Whatever I was going through, whether it was a good time or a bad time I would gamble. I would create scenarios to gamble. So, with my ex and things I would turn around and say, he’d come in from work “why are you in a mood?”, “Oh I am not in a mood”, “Oh Ok”, then I would generate an argument from that “well I’m going out, I need some air”. And then I’d go off and gamble. But that was something sitting inside of me. It’s like that itch, that urge where you keep scratching and it’s not going away until you’re actually doing it. So, I would create situations. When I used to work in the care homes we used to have to cover on-call. And there would be periods of time where I would pretend the on-call had gone off, it was a big incident and I’d sit in the casino for three or four nights and not actually go home because then I had to, didn’t have to make things up. I’d already done the big thing. I wasn’t going to be expected to go home. And that to me is the drive where gambling takes you. There’s no limits to what you will do to gamble, and it is very, very, very addictive.
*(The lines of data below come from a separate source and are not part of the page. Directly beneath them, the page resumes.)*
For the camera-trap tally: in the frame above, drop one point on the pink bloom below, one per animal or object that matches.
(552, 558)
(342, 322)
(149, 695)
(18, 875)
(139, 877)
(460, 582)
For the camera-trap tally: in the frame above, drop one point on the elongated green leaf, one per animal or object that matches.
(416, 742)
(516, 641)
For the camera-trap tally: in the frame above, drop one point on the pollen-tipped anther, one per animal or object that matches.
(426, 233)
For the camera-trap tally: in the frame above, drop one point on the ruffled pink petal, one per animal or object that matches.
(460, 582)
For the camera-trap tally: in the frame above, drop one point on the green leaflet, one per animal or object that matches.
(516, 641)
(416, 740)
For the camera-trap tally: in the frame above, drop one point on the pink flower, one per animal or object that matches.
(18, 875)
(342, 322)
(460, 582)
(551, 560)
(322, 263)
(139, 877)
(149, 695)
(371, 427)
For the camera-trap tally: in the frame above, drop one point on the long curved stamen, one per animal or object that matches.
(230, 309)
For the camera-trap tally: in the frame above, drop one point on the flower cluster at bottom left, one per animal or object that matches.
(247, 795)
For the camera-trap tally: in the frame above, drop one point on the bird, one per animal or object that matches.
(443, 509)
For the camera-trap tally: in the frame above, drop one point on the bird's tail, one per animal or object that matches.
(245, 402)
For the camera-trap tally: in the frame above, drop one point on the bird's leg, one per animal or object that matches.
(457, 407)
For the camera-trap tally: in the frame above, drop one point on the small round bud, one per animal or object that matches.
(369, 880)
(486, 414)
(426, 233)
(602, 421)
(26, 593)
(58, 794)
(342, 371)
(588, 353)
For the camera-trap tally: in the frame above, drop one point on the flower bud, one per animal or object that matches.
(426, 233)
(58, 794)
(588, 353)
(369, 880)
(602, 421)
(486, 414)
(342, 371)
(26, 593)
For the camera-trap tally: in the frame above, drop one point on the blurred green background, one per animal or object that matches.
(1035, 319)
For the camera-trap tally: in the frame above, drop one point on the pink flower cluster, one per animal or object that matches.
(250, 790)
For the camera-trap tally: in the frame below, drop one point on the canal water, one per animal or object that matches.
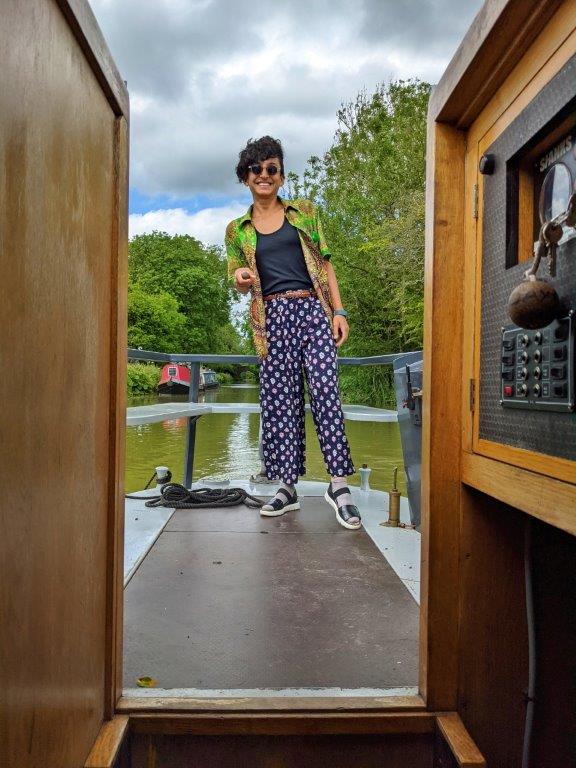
(227, 444)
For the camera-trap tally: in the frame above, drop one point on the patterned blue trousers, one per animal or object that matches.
(300, 344)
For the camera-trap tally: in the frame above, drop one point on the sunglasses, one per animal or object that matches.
(257, 169)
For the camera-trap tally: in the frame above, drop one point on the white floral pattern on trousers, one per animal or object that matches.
(300, 343)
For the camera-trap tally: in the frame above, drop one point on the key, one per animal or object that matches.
(552, 234)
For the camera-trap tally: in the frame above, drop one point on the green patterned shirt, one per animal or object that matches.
(241, 252)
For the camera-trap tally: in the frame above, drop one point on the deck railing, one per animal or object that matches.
(195, 361)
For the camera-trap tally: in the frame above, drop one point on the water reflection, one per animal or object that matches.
(227, 444)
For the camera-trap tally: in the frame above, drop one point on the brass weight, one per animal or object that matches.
(393, 504)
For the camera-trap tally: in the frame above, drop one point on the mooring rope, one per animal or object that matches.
(178, 497)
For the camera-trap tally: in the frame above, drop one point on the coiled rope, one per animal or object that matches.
(178, 497)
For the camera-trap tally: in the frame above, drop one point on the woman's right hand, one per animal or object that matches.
(244, 278)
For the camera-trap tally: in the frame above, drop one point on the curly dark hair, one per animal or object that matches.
(255, 152)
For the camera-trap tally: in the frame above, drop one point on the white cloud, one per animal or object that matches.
(207, 225)
(206, 75)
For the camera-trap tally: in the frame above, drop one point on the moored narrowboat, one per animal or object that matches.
(175, 379)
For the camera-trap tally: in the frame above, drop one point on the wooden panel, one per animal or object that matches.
(83, 24)
(493, 638)
(442, 416)
(501, 33)
(107, 746)
(59, 241)
(553, 47)
(554, 735)
(545, 498)
(368, 751)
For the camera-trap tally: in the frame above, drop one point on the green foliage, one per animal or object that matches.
(154, 322)
(370, 185)
(142, 378)
(194, 276)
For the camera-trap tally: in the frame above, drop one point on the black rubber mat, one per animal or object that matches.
(229, 599)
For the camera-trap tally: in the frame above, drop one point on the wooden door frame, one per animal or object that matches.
(86, 31)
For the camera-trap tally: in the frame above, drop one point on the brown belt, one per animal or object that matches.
(303, 294)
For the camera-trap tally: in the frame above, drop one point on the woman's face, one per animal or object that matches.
(264, 185)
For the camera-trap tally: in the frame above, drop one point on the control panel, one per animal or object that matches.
(537, 368)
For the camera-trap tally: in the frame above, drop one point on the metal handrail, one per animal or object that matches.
(168, 357)
(196, 360)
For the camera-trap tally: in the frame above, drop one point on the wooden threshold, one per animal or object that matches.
(283, 723)
(458, 739)
(108, 743)
(283, 706)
People end up being driven to gamble over doing anything else. They neglect relationships, and work.

In hindsight, now, she said to me at the end, she said, “I wish you were having an affair”. Because I’d been not wilfully neglecting her, but accidently, I’m going to say accidentally neglecting the relationship, but you know oh, we’re going out on Friday with, you know, with Jane and Charlie, “Oh, no, I can’t. I’ve got to do a report for work”. I didn’t have to do a report to work. I was gambling, you know, and a whole host of what I was calling porky pies at the time because I was more interested in the gambling than going out with her. It wasn’t anything that was wrong with the relationship. It just meant that gambling meant more to me at that time than what the relationship did.

I remember when I told my daughters and my oldest daughter just said “Dad, thank God there’s a reason for the way you’ve been like you are because we thought that you just didn’t like us anymore”. So that’s hard to take, knowing that nobody really mattered because all that mattered was gambling.
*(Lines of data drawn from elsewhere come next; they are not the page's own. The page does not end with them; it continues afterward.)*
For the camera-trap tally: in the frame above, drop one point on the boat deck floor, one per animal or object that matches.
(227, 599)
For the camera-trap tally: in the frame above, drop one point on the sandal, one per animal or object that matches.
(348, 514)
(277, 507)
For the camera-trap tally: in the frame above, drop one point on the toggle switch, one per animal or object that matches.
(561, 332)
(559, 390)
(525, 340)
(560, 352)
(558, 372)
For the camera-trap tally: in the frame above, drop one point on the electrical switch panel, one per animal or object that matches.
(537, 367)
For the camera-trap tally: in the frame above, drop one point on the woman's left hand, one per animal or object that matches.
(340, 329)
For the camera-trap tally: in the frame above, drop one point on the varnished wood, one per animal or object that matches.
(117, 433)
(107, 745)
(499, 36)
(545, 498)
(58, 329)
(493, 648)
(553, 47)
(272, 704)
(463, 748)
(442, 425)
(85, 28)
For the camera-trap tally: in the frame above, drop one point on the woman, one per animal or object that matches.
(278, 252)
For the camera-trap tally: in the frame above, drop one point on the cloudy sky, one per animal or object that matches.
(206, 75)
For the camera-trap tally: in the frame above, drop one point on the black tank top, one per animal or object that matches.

People can end up gambling non-stop. 

I would still put coupons on and still get tips on horses and, you know, some of them are good ones and I’d win some decent money, but that money would then just go straight to in-play. So I look back on some of the subject access request that I got. And it’s pretty horrific, really, my alarm would go off at 06:00 and my first in-play bet would be at a minute past 06:00 and the last one would be just before I went to bed. So I’d literally have my account open all day. And I think the most I ever did was 460 bets in one day. So it was horrendous. I mean, like I say, I think in the January I did an analysis of one month, so that was January 2017, six months before I stopped and I sticked £111,000 that month. It worked out an average of 280 bets a day.